İstanbul Milletvekilimiz Levent Tüzel, TBMM Genel Kurulu'nda görüşülmekte olan iç güvenlik paketine dair konuştu.

Tüzel'in konuşmaları şu şekilde:

"Sayın Başkan, değerli milletvekilleri; hepinizi selamlıyorum. İyi geceler diliyorum.

Öncelikle değerli milletvekilleri, bugün görüşmelere başladığımızda üzücü bir haber aldık. Malatya Erhaç'ta 2 F-4 yani halkımızın bildiği deyimle Phantom savaş uçağı düştü ve 4 pilot şehit oldu. Biz yine üzüntülerimizi ifade ettik ama esas sorgulamamız gereken, herhâlde, silahlı kuvvetlerin yönetimi, Millî Savunma Bakanlığı ve Hükûmet. Zamanı dolmuş, teknolojisi eskimiş, birçok ülkenin, Amerika'nın, Almanya'nın kullanmaktan artık geri bıraktığı, enkaza dönüştürdüğü uçakları biz pilotların ölümü pahasına kullanmaya devam ediyoruz yani çarpıştı mı, nasıl düştü açıklamasını çok kurcalamaya gerek yok herhâlde. Bu konuda Hükûmetin ve Bakanlığın bir hesap vermesi gerektiğini düşünüyorum.

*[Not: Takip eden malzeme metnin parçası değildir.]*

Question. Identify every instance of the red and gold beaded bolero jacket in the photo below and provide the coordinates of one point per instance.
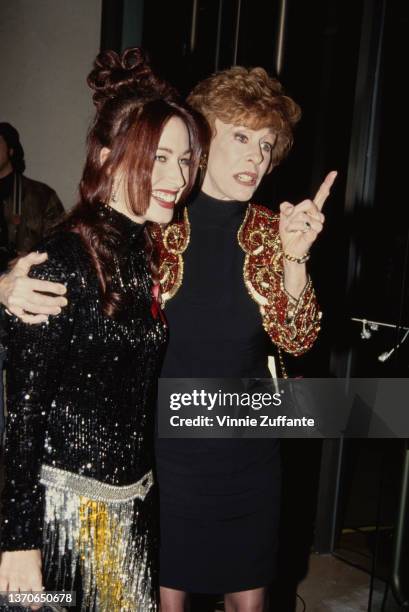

Diğer şey değerli milletvekilleri, biliyorsunuz, bu sabah saat dokuza doğru Genel Kurul kapandı. Neyse ki bu akşam herhâlde bu bölüm görüşmelerinden sonra Genel Kurul kapanacak. Ama ister istemez hepimizin aklına herhâlde şu soru geliyor: Ülkenin milletvekillerine, halkın temsilcilerine bu şekilde zulmeden bir iktidar kafası, bu "iç güvenlik" adını verdiği yasayla vatandaşa neler yapmaz ki, sokakta zaten neler de yapılmıyor ki. Bunu çok iyi biliyoruz. İşte, bugün Özgecan kızımızın öldürülmesini protesto eden kadınlara bir kez daha polis müdahalesi oldu. Sokaklar şiddetten geçilmiyor ama bu şiddetin kaynağında, "Kamu düzenini sağlayacağız." diyen, "Sokaklardaki gösteriler vatandaşın can ve mal güvenliğini tehdit ediyor, bunu önlemek için bu yasayı getiriyoruz." diyen bu iktidar aslında şiddeti doğuruyor, şiddet buradan neşet ediyor. Ondan sonra da AKP'nin Grup Başkan Vekili diyor ki: "Eğer biz bu yasayı zamanında çıkarmış olsaydık o Kobani olaylarında 50 tane yurttaşımız ölmezdi." Aslında hakikaten utanmadan sıkılmadan bu laflar ediliyor. 50 tane yurttaşın ölümünün arkasında -biz araştırılsın dedik- bu ölümün arkasında yine devletin manipülatif ve bu şekilde sokaklarda... İnsanlar orada "Kobane'yle dayanışalım, Kobane ölmesin, Kobane düşmesin. IŞİD katliamına seyirci kalmayalım." diye sokaklara çıktığında devlet terörüyle, provokasyonlarıyla, manipülasyonuyla 50 yurttaş hayatını kaybetti. Yine, o yurttaşların can güvenliğini ortadan kaldıran, bu iktidar zihniyetiydi. Şimdi bu yasayla bunları çok daha iyi görüyoruz.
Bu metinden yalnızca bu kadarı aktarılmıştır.